The article cited a study conducted by the University of Scranton that determined around eighty (80) percent of people failed to keep their New Year’s resolutions and only eight (8) percent achieve their New Year’s goals. However, before you decide to nix the practice of making New Year’s resolutions altogether and throw out the baby with the bath water so to speak, it would be more productive to examine the reason why so many resolutions fail. This I believe is attributed to commitment. As stated by Vince Lombardi, “Most people fail not because of a lack of desire but because of a lack of commitment.”

 

Psalms 37:5 declares, “Commit everything you do to the LORD. Trust him, and he will help you.” Commitment is defined as “the state or quality of being dedicated to a cause, activity, etc.” It requires action. However, most people tend to confuse commitment with interest. It is this confusion that produces a decade worth of failed New Year’s resolutions, and results in a life filled with unfinished assignments and unfulfilled dreams. In the words of Kenneth Blanchard, “When you’re interested in doing something, you do it only when it’s convenient. When you’re committed to something, you accept no excuses; only results.” Consequently, we must realize that it is commitment that drives the vehicle of success not plans.

 

Commitment encompasses hard work, determination, and perseverance even through adversity.
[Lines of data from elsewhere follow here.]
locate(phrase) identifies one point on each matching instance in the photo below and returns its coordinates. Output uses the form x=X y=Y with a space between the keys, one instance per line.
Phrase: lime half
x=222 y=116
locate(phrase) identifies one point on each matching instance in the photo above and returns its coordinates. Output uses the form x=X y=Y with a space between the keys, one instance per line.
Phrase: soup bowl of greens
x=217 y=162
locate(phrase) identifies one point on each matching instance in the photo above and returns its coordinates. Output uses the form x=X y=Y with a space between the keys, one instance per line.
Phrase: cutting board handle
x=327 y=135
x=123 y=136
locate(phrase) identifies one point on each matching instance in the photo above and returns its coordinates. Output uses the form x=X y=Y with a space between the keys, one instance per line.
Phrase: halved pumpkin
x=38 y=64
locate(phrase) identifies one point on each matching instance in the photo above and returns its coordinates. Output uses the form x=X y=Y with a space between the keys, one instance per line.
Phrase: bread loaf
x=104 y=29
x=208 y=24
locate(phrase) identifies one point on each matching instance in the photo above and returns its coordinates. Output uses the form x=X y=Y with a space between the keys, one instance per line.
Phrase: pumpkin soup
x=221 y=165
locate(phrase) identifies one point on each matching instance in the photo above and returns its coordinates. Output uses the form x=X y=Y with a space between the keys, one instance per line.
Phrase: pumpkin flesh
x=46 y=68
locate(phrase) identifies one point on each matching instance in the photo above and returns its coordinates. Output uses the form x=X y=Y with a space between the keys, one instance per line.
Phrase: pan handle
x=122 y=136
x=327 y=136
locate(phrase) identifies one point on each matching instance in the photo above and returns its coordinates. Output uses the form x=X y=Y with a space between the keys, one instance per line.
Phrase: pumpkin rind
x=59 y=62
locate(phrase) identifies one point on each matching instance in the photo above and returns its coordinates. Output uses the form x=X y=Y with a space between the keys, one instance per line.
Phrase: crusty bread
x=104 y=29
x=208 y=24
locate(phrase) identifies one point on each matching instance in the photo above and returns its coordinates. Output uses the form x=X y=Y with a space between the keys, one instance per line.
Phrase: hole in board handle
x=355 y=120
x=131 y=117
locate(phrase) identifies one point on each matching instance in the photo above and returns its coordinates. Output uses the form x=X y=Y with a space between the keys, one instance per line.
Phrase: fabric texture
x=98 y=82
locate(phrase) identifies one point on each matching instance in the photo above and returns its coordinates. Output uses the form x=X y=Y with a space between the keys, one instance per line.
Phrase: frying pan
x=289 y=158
It allows us to flourish in life even if our growth is similar to a Chinese Bamboo Tree. You see although the Chinese Bamboo Tree requires good soil, water and sunshine for growth like any other plant, it is different from other plants in that it takes five (5) years before evidence of its growth can be seen. However, after those five years, this tree will grow to eighty (80) feet in just six weeks. If the sower of a Chinese Bamboo Tree is not committed to its growth, he/she would stop watering and nourishing the plant after a week when no evidence of even a sprout is seen above ground, or after a month when there is still no results, then yet even after one to four years when there is still no evidence of growth. Similarly, we often become frustrated and discouraged when results are not immediate, but commitment allows us to remain faithful to the process until we bear the expected fruit of our labor. As so eloquently stated by Jim Rohn, “Motivation is what gets you started. Commitment is what keeps you going.” Moreover, Paul urges us in Galatian 6:9, “So let’s not get tired of doing what is good. At just the right time we will reap a harvest of blessing if we don’t give up.”

 

2020 is publicized as a year of vision. However, vision is not enough. Do you want to be among that eight (8) percent that finds success in 2020? Commit!